Valter Bonacina

Personal information
- Date of birth: 30 July 1964 (age 61)
- Place of birth: Bergamo, Italy
- Height: 1.70 m (5 ft 7 in)
- Position: Midfielder

Youth career
- Cenate Sotto
- Virescit Boccaleone

Senior career*
- Years: Team / Apps / (Gls)
- 1981–1986: Virescit Boccaleone / 103 / (2)
- 1986–1991: Atalanta / 140 / (10)
- 1991–1994: Roma / 84 / (2)
- 1994–1999: Atalanta / 141 / (1)
- 1999–2001: Monza / 55 / (2)
- 2001–2002: Rodengo Saiano / 27 / (3)

Managerial career
- 2010: Atalanta (caretaker)
- 2011: Foggia
- 2012: Foggia
- 2012–2017: Atalanta U19
- 2018–2019: Lazio U19
- 2020–2021: Spezia U19
- 2021: Villa Valle

= Valter Bonacina =

Italian footballer and coach

Valter Bonacina (born 30 July 1964) is an Italian association football coach and former player who played as a midfielder.

==Career==

===Playing career===
He spent the majority of his career playing for Atalanta (10 seasons, 7 of which in Serie A) and Roma (3 seasons), and retired in 2002.

===Coaching career===
From 2003 to 2007, he served as assistant manager of Atalanta. In July 2007, he was then moved in charge of the Allievi Regionali youth team, and was successively promoted at the helm of the Primavera under-19 team in July 2009.

On 8 January 2010, he was then appointed head coach of Atalanta in a caretaker role, following Antonio Conte's resignation from his managerial position at the club. He then guided Atalanta on a Serie A Week 19 game that ended in a 0–1 away loss to Palermo on 10 January 2009 and returned to his previous role after Bortolo Mutti was appointed as head coach the very next day.

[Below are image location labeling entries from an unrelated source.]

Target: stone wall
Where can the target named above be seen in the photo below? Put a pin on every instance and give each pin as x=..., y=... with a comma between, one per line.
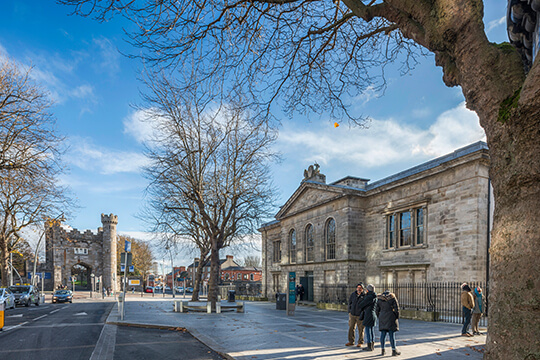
x=453, y=193
x=65, y=248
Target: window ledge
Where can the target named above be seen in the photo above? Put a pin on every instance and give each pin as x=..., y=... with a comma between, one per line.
x=404, y=248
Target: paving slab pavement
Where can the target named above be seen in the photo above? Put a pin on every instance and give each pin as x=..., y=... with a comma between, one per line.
x=263, y=332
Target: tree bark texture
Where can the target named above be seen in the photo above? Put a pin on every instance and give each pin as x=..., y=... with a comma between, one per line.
x=508, y=104
x=213, y=288
x=198, y=277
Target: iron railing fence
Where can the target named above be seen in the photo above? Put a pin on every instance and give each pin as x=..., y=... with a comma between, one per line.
x=242, y=288
x=443, y=298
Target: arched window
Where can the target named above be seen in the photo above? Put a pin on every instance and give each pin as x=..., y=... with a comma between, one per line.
x=330, y=239
x=292, y=246
x=310, y=243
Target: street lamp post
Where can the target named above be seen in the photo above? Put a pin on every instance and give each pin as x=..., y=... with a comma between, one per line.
x=172, y=274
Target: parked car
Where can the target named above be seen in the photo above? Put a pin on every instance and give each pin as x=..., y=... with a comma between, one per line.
x=7, y=298
x=63, y=296
x=25, y=294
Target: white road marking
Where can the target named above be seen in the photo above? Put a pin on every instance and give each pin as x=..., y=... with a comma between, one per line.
x=15, y=326
x=41, y=317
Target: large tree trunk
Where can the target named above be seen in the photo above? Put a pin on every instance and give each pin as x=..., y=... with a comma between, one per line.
x=508, y=105
x=4, y=256
x=214, y=274
x=198, y=277
x=514, y=318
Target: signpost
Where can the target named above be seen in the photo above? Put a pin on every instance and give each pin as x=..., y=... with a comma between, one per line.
x=2, y=315
x=125, y=265
x=291, y=296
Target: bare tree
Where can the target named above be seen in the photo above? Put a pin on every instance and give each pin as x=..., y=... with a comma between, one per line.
x=315, y=53
x=211, y=165
x=175, y=224
x=30, y=153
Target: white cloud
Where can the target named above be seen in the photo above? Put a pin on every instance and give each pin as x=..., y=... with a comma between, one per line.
x=139, y=125
x=454, y=128
x=385, y=142
x=88, y=156
x=495, y=23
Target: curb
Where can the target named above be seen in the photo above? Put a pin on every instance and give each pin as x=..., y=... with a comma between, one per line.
x=114, y=313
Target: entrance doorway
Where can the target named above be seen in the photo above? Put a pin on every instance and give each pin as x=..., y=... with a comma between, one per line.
x=81, y=272
x=307, y=283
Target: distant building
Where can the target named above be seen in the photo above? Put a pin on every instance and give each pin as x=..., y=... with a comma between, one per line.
x=177, y=276
x=230, y=271
x=428, y=223
x=82, y=256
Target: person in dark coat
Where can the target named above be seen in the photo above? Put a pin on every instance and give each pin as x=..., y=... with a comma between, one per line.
x=388, y=313
x=370, y=317
x=355, y=320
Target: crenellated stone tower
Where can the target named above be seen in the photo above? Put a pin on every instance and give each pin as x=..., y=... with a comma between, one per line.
x=87, y=255
x=109, y=250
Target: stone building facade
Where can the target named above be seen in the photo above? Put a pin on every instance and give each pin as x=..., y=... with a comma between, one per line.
x=69, y=252
x=428, y=223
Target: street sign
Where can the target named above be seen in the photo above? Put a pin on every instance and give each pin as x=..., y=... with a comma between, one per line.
x=125, y=259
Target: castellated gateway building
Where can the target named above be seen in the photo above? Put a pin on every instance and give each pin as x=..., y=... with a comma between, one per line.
x=68, y=253
x=430, y=223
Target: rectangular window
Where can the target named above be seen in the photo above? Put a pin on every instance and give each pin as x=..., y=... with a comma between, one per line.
x=277, y=251
x=391, y=232
x=405, y=228
x=419, y=226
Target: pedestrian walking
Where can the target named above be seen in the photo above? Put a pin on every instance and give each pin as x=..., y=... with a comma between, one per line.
x=368, y=306
x=355, y=318
x=478, y=309
x=467, y=303
x=388, y=314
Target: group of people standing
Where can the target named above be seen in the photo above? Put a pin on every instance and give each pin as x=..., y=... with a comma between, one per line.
x=365, y=306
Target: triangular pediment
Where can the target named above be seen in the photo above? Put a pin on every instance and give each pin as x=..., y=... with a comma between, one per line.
x=307, y=196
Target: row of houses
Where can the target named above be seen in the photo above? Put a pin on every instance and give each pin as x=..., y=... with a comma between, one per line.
x=230, y=272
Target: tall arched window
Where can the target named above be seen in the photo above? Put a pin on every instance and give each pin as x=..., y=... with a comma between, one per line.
x=292, y=246
x=310, y=243
x=330, y=239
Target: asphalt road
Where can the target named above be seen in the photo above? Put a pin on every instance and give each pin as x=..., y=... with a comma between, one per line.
x=78, y=331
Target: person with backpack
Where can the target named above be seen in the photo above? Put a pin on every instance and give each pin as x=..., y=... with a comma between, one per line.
x=355, y=319
x=370, y=317
x=388, y=314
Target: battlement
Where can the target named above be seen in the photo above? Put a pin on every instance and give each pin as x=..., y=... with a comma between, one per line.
x=88, y=235
x=109, y=219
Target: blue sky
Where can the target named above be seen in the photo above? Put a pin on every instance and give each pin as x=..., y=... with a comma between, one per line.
x=79, y=62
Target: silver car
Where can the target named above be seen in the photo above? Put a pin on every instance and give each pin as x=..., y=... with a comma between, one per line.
x=7, y=298
x=25, y=294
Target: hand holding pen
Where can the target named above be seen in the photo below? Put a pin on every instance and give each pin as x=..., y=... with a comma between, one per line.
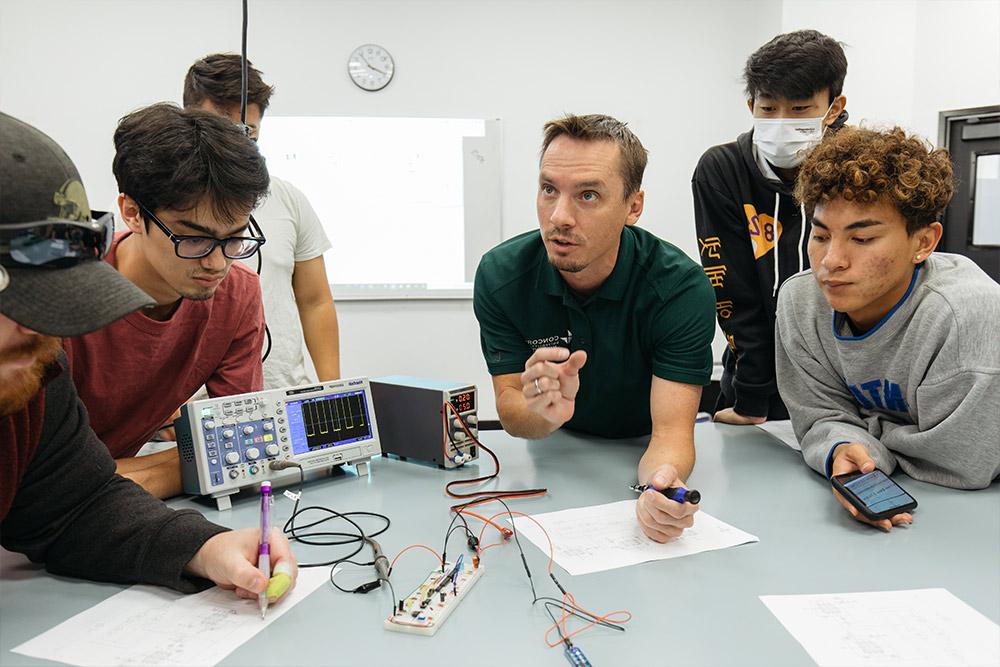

On 10 June 2011, he was announced as the new head coach of Lega Pro Prima Divisione club Foggia.

He coached the Under-19 squads in several clubs from 2012 to 2021. On 21 June 2021, he was hired as a head coach by Serie D club Villa Valle. He resigned on 3 November 2021, following a poor start to the season.